Written by: Olivier Poirier-Leroy

Although we spend most of our waking time either in the pool, going to or from the pool, or thinking about the pool, we also interact frequently with people who aren’t swimming up and down that black line with us, or yelling at us to swim faster up and down that black line.

People that will never know the shared misery of Hell Week. Or of doing 10×1000 for time. Or of spending long hours, soggy from a weekend of racing, in the back of a coach bus with some of your best friends.

Here are ten things that our civilian friends will never understand about swimming:

1. How we can train more times than there are days in a week.

For those of your friends who have a hard time with arithmetic, this one will particularly jar their noggin. Ten workouts (plus dryland sessions), in only seven days? Mind. Blown.

2. How we go to a 3-4 day competition to swim a combined 7 minutes of races.

It must be nice to go a game, play for most of it, and be in and out of the facility in the course of 2-3 hours. If a session at a swim meet lasts 3 hours something feels off. Those poor distance swimmers and their families know this better than most, with the end of prelim sessions usually being stacked with timed finals 800 and 1500 heats.

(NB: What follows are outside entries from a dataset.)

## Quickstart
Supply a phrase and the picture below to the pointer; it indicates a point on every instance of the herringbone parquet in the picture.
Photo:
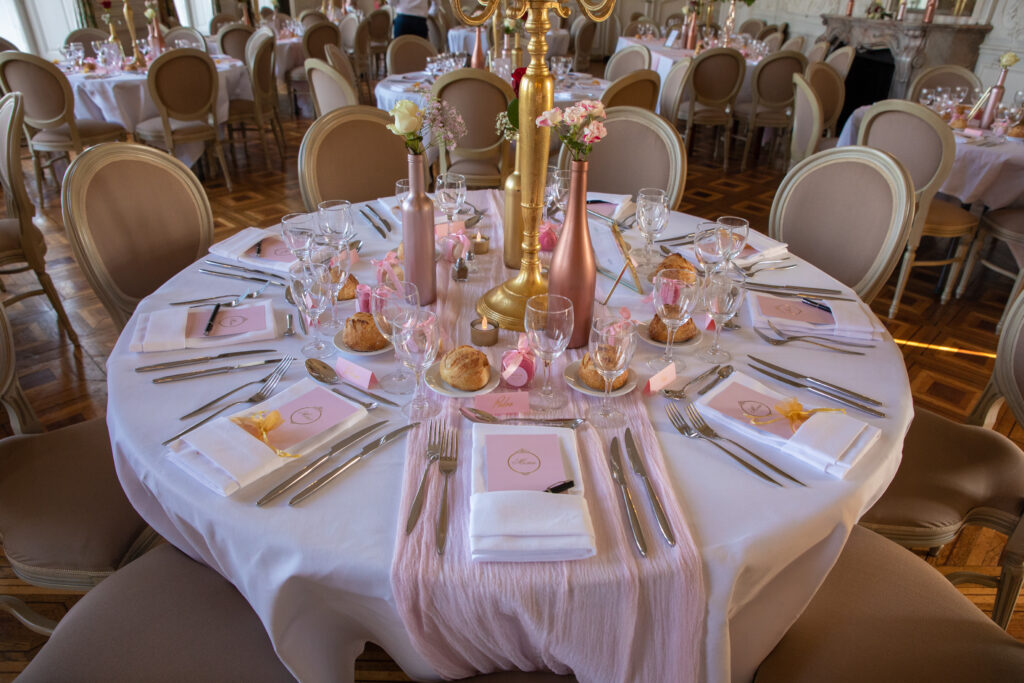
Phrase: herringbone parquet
(67, 385)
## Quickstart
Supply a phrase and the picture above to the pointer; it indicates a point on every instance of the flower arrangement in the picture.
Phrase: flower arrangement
(579, 127)
(439, 119)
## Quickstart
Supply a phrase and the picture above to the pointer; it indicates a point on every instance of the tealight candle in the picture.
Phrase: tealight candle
(482, 332)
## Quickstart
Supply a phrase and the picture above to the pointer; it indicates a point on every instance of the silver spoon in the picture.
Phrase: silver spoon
(322, 372)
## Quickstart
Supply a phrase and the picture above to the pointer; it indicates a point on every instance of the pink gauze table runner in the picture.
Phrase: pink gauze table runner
(615, 616)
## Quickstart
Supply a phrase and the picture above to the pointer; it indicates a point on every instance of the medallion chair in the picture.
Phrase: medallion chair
(409, 53)
(637, 89)
(954, 474)
(615, 167)
(924, 143)
(855, 237)
(135, 217)
(231, 40)
(22, 245)
(626, 61)
(771, 85)
(884, 614)
(50, 125)
(65, 520)
(352, 132)
(183, 86)
(483, 156)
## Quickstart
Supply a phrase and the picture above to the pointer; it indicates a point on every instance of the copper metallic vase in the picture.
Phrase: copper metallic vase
(573, 270)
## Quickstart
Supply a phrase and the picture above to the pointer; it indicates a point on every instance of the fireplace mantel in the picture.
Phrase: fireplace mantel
(913, 45)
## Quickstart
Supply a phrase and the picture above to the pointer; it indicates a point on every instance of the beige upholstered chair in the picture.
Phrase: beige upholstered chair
(945, 75)
(183, 85)
(65, 520)
(1005, 225)
(924, 143)
(163, 617)
(409, 53)
(483, 156)
(116, 190)
(954, 474)
(22, 245)
(615, 167)
(626, 61)
(637, 89)
(231, 39)
(49, 112)
(353, 132)
(714, 81)
(884, 614)
(772, 88)
(330, 89)
(855, 237)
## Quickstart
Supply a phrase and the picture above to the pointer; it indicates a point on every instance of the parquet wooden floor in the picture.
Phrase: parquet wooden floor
(67, 385)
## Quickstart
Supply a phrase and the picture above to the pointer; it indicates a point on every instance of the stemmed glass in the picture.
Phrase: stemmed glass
(549, 325)
(676, 295)
(416, 342)
(388, 306)
(723, 293)
(612, 341)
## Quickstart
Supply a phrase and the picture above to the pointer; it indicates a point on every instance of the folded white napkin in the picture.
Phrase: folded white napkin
(235, 248)
(224, 458)
(165, 330)
(832, 441)
(528, 525)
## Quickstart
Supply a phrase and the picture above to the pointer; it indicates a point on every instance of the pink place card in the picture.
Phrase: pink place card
(503, 402)
(522, 462)
(791, 309)
(228, 322)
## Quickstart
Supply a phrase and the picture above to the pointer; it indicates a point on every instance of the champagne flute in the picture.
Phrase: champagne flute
(612, 341)
(549, 326)
(416, 342)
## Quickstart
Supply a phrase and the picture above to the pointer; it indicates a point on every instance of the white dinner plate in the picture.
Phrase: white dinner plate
(434, 381)
(571, 375)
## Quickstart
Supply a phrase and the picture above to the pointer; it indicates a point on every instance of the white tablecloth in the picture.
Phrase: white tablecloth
(993, 176)
(317, 574)
(125, 99)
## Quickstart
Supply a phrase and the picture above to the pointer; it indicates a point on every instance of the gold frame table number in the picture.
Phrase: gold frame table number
(506, 304)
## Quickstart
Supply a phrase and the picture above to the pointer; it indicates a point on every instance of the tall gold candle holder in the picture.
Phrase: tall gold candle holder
(506, 304)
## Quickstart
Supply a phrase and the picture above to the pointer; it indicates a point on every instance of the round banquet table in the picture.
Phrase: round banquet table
(317, 574)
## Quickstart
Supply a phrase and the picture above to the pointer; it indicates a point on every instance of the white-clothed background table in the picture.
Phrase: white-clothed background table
(318, 574)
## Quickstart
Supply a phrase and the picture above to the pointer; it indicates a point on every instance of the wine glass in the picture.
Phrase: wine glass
(549, 326)
(416, 343)
(389, 305)
(723, 294)
(612, 341)
(676, 295)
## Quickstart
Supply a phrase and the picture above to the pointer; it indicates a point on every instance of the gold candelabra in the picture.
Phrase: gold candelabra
(506, 304)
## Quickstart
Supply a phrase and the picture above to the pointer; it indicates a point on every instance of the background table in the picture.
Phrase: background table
(317, 574)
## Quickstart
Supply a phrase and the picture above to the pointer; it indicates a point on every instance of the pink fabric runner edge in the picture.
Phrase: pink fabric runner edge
(612, 616)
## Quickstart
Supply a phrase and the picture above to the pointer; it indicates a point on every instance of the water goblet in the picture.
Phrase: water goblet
(549, 325)
(612, 341)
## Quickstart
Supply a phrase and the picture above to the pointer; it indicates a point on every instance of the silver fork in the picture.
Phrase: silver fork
(262, 394)
(436, 440)
(448, 465)
(684, 428)
(701, 426)
(783, 342)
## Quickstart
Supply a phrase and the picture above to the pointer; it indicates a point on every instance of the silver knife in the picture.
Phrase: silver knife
(305, 471)
(634, 455)
(367, 450)
(615, 461)
(212, 371)
(820, 383)
(202, 358)
(825, 394)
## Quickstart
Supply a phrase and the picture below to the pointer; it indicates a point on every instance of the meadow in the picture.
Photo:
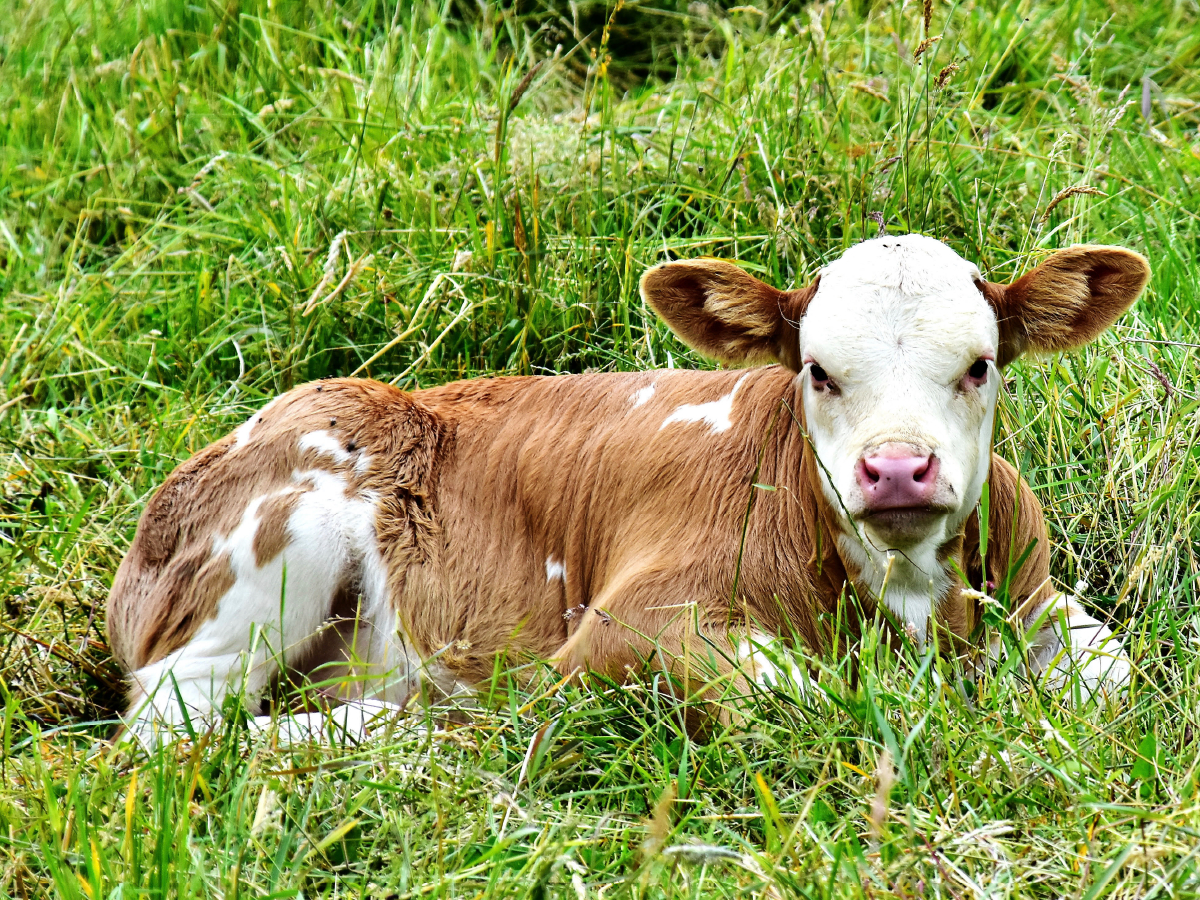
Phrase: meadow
(203, 204)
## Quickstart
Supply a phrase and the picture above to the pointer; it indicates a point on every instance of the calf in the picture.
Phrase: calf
(613, 521)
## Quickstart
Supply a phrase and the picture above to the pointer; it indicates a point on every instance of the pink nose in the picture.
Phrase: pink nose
(898, 479)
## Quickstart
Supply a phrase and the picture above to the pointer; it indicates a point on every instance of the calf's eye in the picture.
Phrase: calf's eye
(977, 375)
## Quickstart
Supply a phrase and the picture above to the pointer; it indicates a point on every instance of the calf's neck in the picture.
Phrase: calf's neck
(687, 521)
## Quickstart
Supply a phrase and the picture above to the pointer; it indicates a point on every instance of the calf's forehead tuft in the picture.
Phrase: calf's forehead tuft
(912, 264)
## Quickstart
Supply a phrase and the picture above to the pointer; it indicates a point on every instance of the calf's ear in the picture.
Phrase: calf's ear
(726, 313)
(1067, 301)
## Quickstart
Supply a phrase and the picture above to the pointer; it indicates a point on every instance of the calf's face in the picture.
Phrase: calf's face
(898, 369)
(898, 348)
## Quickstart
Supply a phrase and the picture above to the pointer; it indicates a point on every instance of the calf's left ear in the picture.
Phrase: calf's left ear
(1067, 301)
(726, 313)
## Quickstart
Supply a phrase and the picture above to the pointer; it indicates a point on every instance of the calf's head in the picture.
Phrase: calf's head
(897, 347)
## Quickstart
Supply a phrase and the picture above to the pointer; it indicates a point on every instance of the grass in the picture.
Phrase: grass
(204, 204)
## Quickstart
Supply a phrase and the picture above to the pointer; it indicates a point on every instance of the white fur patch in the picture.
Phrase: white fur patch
(714, 413)
(325, 444)
(768, 663)
(641, 396)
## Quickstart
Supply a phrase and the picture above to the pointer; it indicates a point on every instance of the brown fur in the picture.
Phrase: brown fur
(155, 607)
(725, 312)
(1067, 301)
(671, 552)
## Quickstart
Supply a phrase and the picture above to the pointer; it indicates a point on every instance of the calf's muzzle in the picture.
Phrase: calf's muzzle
(898, 477)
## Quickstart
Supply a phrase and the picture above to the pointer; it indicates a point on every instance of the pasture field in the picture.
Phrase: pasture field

3. What the gibberish on the whiteboards mean.

Swimming has its own language, and the workouts that coach scribbles up on the board exemplifies this superbly. Each coach takes this a step further, with an individualized dialect of shorthand and codes that only makes sense to him or her, and some of the more attention-paying swimmers. When a non-swimmer asks what you did for practice, all you can do is sigh, and knowing that it would take far longer than it is worthwhile to explain, simply say, “Laps and stuff.”

4. How our season is never ending.

How many times have you told your friends that you would hang out with them more once the season was over? That once those two-a-days and long afternoons in the pool were over that you could summon the energy to spend some QT hanging outside of the pool? But then you spent the entire two weeks off sleeping and eating ice cream with a ladle? How quickly does the excuse turn from “I’m tapering, I need all my energy” to “I’m in aerobic building mode, I need all my energy.”

5. We would rather swim in cold water than hot water.

My ears and head would always perk up every time a non-swimmer would complain to the nearest lifeguard about the water temperature at the pool: “It’s soooo cold!” I would stare at the lifeguard, and with all of the telepathic energy available to me, would zap him with a – “Don’t you even think about turning the pool temperature up.” Have you ever tried doing wind sprints in a sauna? Yeah, that’s what we are dealing with here.

6. Dryland.

The easiest way to explain to your jock friends that you do in fact do things outside of the pool, that you sometimes lift weights, sometimes throw a medicine ball around, or do crunches bare-back on the pool deck, or stretch, is to throw all of these activities under one tent and rather drolly name it “dryland.”

7. Taper.

To be fair, tapering mystifies many swimmers still. It is baffling how we can go from feeling six feet deep in the dumps to swimming at supersonic speed in a matter of days. The sudden explosion of energy renders us equally neurotic, joyous and psychotic, and while coaches refer to the application of a taper as an art and a science, for swimmers it is the best of times, and the worst of times.

8. Your idea of sleeping in is a wee bit different.

Those early mornings come, well, early. We’ve all known that one poor son-of-a-gun on the team whose family lived way out in the sticks and had to get up 3:45am to make it to 6am workout. While we don’t all have it that bad, when our non-swimmers tell us about how they slept in until the PM part of the day last weekend a wave of envy invariably washes across our faces.

9. The qualifying process for the Olympics.

The moment a non-swimmer realizes that you are mildly serious about the sport the next question is, “Do you swim in the Olympics?” It doesn’t matter that you are 12 years old, the question is still gonna come in hot. Explaining the pyramid of meets that you have to qualify, and that you have to place top two in the country and also under the FINA A standard, but that you can sometimes also place on the team if you swim under that time prior to Trials, can leave your non-swimmer friend wishing they had never asked. But guess what, ya did!

10. We can complain about the sport. But somebody gonna get hurt real bad if a non-swimmer talks smack about the sport.

That while we can complain about the long sets, the lost weekends, or the sheer fatigue we endure to improve even a fraction of a second, the non-swimmers among us better not whisper a bad word about our favorite sport.